Now let's consider what happens if the valve is not reserved but the sensor (Figure 13)? What are probabilities equal to?


Figure 13. Example 3: Valve Redundancy
Determine the probability of a dangerous failure and the probability of a false positive (response under the spoiler)


Now consider the scheme where both sensors and valves are reserved. We assume that, according to the data of each sensor, a control signal is generated for each of the valves (Figure 14). What do we get?


Figure 14. Example 4: Sensor and valve redundancy (1st method)
Determine the probability of a dangerous failure and the probability of a false positive (response under the spoiler)



For a shut-off valve, another type of redundancy is possible when they are installed in parallel, and then the supply of product to the tank is stopped when both valves are activated (Figure 15). How in this case to determine the probability of dangerous failure and false positives?


Figure 15. Example 5: Sensor and valve redundancy (method 2)
Determine the probability of a dangerous failure and the probability of a false positive (response under the spoiler)
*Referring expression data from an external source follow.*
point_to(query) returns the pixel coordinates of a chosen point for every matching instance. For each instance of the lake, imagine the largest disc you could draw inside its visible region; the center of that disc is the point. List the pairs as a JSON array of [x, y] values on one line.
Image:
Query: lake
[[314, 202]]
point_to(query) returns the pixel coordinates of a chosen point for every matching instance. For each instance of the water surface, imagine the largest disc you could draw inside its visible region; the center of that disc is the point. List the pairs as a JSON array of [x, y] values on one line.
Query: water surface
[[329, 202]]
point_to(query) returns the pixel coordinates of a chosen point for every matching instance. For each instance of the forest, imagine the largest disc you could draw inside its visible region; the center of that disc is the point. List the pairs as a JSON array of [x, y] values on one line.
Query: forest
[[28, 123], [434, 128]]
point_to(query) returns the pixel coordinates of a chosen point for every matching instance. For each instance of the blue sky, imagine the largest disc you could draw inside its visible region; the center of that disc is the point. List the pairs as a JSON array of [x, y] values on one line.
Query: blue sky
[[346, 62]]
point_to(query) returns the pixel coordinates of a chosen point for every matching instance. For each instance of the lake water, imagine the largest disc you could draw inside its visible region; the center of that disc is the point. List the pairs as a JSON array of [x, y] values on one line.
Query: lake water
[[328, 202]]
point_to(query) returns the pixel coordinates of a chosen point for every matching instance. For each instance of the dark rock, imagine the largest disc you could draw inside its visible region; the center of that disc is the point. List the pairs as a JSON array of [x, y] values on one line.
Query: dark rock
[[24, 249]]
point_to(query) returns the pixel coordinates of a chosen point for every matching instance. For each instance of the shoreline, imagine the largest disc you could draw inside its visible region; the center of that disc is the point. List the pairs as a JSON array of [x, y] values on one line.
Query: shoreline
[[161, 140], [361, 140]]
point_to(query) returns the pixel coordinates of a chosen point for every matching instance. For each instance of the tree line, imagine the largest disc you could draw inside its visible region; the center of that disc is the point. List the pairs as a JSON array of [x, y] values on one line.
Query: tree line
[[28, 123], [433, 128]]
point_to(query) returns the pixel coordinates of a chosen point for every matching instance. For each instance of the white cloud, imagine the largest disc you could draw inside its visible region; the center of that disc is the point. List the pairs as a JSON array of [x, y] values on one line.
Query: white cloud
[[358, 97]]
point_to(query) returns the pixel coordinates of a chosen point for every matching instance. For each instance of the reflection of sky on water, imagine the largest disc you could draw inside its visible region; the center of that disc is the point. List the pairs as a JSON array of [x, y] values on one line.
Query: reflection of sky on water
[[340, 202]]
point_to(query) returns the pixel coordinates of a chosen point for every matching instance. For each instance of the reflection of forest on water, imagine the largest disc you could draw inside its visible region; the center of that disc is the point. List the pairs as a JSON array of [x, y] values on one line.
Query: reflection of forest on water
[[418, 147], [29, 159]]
Thus, in security systems, it is necessary to analyze not only safety indicators, but also reliability indicators and make a choice of structures taking into account all the available information. Otherwise, the system will be safe, but its operation may not be economically feasible.

findings

Today we looked at how quantitative estimation of indicators of FB is carried out.

Functional security attributes, which include security features and security completeness, are part of a more extensive attribute system, which also includes information security and reliability.

Functional safety indicators are also related to information safety and reliability indicators. When developing safety systems, it is necessary to conduct a comprehensive analysis of measurable indicators and to identify possible contradictions between the properties where it is necessary to optimize and find a compromise.

When evaluating and ensuring information security, probabilistic indicators can be used, first of all, to analyze the availability (readiness) of certain physical devices.

Risk is a universal indicator of functional safety. Depending on the type of system, the risk can be transformed into a target value of the availability factor and failure rate, which vary depending on the SIL safety integrity level.

Analysis of types, consequences and criticality of failures (FMECA) is the most effective approach for quantitative and qualitative assessment of safety.

PS To explain the main aspects of functional safety, the following cycle of articles

is being developed: - Introduction to the subject of functional safety;
- Standard IEC 61508: terminology ;
- IEC 61508 Standard: requirements structure ;
- The relationship between information and functional safety of the process control system ;
- Management processes and functional safety assessment ;
- The life cycle of information and functional security ;
- The theory of reliability and functional safety: basic terms and indicators ;
- Methods to ensure functional safety .

Here you can watch video lectures on the topic of publication.